Limits and function values

• January 16th 2013, 02:12 PM
Limits and function values
Suppose we wish to compute

$\lim_{x \rightarrow 1} \frac{x^2 + x + 1}{x + 3} \, ,$

where $\small f(x) = \frac{x^2 + x + 1}{x + 3}$. Since limits only care about what happens as we approach $x = 1$, why do we then compute the limit by simply plugging in $x = 1$ in $f(x)$?

What if we were to discover that $f(1) = 1337$ but $f(0.99999)$ going towards negative infinity and $f(1.0000001)$ going towards $\pi$, or something random like that? How can we be so sure of this not happening (without actually checking values close to $x = 1$)?
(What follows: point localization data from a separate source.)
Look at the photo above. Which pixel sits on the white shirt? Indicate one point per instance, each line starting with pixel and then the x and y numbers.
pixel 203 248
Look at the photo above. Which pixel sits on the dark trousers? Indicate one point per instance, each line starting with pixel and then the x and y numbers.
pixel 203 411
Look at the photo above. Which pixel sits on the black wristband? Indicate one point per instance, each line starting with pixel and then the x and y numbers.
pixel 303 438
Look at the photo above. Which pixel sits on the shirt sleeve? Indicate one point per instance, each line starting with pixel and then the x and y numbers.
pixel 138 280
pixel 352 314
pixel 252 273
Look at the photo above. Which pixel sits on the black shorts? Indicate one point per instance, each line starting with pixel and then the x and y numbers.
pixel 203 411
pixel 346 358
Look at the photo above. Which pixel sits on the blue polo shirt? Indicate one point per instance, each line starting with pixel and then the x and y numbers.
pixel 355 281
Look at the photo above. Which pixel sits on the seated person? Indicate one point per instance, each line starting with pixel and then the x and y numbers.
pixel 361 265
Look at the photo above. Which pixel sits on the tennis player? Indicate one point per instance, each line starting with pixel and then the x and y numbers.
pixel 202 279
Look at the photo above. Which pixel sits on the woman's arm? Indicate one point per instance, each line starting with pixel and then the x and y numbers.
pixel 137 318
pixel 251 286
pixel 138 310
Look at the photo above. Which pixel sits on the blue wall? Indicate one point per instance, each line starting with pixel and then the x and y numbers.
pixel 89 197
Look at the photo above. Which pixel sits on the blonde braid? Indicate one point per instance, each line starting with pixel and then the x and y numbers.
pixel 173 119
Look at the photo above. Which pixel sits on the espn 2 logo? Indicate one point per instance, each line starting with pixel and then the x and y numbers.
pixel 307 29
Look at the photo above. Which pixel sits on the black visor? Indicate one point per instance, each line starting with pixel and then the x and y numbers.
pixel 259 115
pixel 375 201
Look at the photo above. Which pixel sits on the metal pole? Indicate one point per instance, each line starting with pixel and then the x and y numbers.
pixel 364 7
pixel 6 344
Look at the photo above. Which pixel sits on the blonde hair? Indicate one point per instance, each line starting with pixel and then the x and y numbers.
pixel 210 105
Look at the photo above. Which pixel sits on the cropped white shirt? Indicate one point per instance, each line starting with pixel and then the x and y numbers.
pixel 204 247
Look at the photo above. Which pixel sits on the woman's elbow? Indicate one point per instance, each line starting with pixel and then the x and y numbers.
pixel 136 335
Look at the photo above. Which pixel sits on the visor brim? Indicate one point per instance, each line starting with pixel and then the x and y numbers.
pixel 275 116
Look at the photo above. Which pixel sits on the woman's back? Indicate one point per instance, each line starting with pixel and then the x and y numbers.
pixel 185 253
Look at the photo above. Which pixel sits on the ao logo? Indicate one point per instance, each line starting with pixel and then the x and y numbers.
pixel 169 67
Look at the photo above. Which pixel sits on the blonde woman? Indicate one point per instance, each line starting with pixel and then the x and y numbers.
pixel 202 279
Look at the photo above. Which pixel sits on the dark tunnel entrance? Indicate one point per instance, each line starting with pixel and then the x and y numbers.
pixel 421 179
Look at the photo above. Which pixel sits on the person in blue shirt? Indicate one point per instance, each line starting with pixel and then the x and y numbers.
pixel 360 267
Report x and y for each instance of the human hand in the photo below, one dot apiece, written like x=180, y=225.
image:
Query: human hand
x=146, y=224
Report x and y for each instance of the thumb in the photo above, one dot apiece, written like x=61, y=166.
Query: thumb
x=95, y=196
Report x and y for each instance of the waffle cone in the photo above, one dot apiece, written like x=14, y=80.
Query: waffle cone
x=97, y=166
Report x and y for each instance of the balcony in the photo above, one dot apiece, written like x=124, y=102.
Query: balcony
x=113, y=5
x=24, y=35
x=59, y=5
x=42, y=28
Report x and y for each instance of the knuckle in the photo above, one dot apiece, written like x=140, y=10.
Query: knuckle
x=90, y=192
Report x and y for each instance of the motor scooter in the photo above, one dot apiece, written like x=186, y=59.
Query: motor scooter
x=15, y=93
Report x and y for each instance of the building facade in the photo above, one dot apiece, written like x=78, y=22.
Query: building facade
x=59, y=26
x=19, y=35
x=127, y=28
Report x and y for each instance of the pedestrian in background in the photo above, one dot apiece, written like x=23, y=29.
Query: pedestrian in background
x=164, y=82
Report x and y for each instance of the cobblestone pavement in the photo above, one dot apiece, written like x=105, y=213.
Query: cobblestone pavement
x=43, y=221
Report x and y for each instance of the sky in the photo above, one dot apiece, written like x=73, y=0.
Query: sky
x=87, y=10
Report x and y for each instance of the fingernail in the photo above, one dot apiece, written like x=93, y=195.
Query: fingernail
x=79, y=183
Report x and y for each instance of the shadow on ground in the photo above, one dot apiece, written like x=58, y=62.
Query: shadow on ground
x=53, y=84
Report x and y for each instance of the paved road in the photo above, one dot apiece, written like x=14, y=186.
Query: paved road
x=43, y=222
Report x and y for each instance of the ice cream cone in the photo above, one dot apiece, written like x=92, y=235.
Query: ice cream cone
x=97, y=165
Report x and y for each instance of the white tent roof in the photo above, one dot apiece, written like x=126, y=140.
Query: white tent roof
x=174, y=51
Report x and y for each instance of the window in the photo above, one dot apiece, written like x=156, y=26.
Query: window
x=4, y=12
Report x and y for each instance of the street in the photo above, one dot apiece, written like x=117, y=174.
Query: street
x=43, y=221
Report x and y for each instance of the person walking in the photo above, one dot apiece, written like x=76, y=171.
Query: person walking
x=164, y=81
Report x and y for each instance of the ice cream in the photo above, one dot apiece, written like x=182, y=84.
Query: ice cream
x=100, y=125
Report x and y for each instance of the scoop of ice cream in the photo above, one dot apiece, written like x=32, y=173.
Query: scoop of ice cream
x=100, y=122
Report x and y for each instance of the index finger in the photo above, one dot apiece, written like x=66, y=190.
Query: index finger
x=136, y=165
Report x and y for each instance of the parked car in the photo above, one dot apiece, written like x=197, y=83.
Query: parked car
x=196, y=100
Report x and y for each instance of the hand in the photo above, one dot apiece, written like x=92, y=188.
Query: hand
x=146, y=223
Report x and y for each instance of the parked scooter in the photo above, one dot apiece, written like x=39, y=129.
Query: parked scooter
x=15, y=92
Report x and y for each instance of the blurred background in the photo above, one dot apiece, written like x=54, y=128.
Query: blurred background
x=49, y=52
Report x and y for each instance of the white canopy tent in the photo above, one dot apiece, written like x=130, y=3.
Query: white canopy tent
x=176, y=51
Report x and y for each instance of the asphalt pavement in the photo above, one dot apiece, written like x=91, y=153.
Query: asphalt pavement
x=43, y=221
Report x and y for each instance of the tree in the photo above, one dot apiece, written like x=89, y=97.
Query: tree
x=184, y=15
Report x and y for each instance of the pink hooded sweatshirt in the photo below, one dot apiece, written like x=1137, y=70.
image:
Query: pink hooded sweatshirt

What's the justification for equating $\lim_{x\rightarrow 1}$ with $f(1)$?
• January 16th 2013, 02:41 PM
emakarov
Re: Limits and function values
Quote:

What's the justification for equating $\lim_{x\rightarrow 1}$ with $f(1)$?

It is that f(x) is continuous at x= 1; therefore, its limit equals its value. The fact that f(x) is continuous is implied by the fact that f(x) is a composition of continuous functions. In particular, it is known that 1 / (x + 3) is continuous everywhere except when the denominator turns into 0.
• January 16th 2013, 02:42 PM
Barioth
Re: Limits and function values
If i remember right, if the fonction is continuous in f(a) then (lim x=> a) = f(a)
• January 16th 2013, 02:49 PM
Re: Limits and function values
Quote:

Originally Posted by emakarov
It is that f(x) is continuous at x= 1; therefore, its limit equals its value. The fact that f(x) is continuous is implied by the fact that f(x) is a composition of continuous functions. In particular, it is known that 1 / (x + 3) is continuous everywhere except when the denominator turns into 0.

Ah, alright I understand! But suppose we didn't know that f(x) was continuous?
• January 16th 2013, 03:13 PM
Barioth
Re: Limits and function values
well you cant not know... you have to check it to evaluate the limit. You probably do it without even knowing.